The United Nations Climate Change summit, in which world leaders convened to discuss the world’s environmental crisis and their plans to stop it and is part of the United Nations General Assembly, has just taken place. It was pretty disappointing. There was “a lot of talk about action,” notes The Verge, citing World Resources Institute president Andrew Steer: “While countries were expected to come to the Summit to announce that they would enhance their climate ambition, most of the major economies fell woefully short.”
Other climate change experts concurred. “The ball they are moving forward is a ball of promises,” says MIT’s Joint Center for Global Change co-director John Reilly. World Resources Institute international climate chief also pointed out that while smaller countries are doing their part to end climate change, the world’s biggest polluters have not stepped up to the plate.
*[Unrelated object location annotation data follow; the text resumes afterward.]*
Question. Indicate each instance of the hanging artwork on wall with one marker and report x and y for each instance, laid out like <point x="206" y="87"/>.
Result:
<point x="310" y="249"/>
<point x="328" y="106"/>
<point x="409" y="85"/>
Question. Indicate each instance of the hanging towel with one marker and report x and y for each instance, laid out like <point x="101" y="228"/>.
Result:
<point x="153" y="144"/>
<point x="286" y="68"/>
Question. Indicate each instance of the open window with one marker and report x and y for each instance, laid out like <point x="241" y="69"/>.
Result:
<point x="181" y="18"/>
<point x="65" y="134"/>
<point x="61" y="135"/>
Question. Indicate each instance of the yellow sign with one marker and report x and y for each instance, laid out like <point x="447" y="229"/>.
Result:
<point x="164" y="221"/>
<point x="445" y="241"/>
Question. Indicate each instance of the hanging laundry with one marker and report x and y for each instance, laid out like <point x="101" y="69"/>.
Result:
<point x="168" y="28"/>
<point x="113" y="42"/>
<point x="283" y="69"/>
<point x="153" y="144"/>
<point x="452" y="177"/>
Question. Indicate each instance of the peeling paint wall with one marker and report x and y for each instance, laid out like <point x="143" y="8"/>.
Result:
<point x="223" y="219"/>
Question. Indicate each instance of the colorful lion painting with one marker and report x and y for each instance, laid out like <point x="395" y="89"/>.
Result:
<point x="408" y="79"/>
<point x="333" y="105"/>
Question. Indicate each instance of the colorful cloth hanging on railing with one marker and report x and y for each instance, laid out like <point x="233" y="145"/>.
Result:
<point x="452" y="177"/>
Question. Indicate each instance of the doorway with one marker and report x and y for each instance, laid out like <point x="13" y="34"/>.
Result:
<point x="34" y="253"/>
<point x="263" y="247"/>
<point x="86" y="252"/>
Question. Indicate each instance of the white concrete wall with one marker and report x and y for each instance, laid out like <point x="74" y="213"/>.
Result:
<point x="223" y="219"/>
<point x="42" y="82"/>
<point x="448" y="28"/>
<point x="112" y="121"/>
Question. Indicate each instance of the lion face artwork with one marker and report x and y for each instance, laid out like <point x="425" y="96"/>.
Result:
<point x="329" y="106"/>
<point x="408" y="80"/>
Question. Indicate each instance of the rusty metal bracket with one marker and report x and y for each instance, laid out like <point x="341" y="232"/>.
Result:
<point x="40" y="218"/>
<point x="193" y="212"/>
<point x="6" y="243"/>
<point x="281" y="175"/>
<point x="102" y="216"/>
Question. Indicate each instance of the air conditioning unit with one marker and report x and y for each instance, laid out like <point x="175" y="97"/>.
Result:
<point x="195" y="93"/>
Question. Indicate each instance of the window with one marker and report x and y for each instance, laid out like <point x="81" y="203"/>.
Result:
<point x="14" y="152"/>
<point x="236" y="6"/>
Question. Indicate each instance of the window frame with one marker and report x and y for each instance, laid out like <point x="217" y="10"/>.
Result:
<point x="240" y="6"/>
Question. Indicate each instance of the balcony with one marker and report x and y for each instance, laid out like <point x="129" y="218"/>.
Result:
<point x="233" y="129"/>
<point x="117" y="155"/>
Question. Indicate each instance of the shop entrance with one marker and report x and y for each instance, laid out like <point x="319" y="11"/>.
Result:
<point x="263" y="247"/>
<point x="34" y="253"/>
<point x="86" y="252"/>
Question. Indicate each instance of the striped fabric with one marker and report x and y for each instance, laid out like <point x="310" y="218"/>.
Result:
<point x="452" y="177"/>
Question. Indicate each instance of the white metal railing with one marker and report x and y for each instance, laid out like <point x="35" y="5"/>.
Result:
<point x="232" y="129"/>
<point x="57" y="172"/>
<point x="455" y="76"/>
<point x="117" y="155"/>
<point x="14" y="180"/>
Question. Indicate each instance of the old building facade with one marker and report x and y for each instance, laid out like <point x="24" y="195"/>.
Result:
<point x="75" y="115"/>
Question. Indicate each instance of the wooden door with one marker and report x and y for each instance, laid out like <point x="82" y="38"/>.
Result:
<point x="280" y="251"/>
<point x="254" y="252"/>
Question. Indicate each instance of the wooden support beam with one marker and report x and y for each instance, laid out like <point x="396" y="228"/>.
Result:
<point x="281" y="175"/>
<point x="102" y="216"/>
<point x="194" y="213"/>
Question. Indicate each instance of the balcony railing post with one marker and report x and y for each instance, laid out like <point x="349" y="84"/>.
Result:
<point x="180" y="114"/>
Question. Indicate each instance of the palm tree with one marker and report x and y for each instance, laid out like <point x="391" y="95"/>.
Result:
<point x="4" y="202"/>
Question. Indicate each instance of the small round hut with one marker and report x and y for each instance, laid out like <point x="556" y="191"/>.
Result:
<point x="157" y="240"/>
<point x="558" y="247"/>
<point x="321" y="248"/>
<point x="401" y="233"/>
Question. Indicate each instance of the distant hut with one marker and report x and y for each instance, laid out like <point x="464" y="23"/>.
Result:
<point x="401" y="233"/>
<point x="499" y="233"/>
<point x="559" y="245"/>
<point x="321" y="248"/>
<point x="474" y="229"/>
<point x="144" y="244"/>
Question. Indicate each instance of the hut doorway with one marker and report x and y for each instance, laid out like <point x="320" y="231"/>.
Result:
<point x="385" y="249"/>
This is exactly the kind of inaction that 16 child activists (among these young faces include Greta Thunberg) are repealing in a landmark complaint filed with the United Nations Committee on the Rights of the Child. “Failure to tackle the climate crisis constitutes a violation of child rights,” says the Unicef’s press release.
Greta Thunberg had some passionate words to say before the filing: “You have stolen my dreams and my childhood with your empty words. And yet I’m one of the lucky ones. People are suffering. People are dying. Entire ecosystems are collapsing. We are in the beginning of a mass extinction, and all you can talk about is money and fairy tales of eternal economic growth. How dare you!”
She added: “You are failing us. But the young people are starting to understand your betrayal. The eyes of all future generations are upon you. And if you choose to fail us, I say: We will never forgive you.”
Along with Thunberg, the other young activists also had their say. “Carl Smith, a member of the indigenous Yupiaq tribe who lives in Akiak, Alaska, explained how warming has imperiled the subsistence hunting and fishing that his community depends on,” writes CNN, quoting him, “I think they’re acting slowly because they don’t want to lose money. And I think they should go see what [climate change] is doing to little villages and cities.”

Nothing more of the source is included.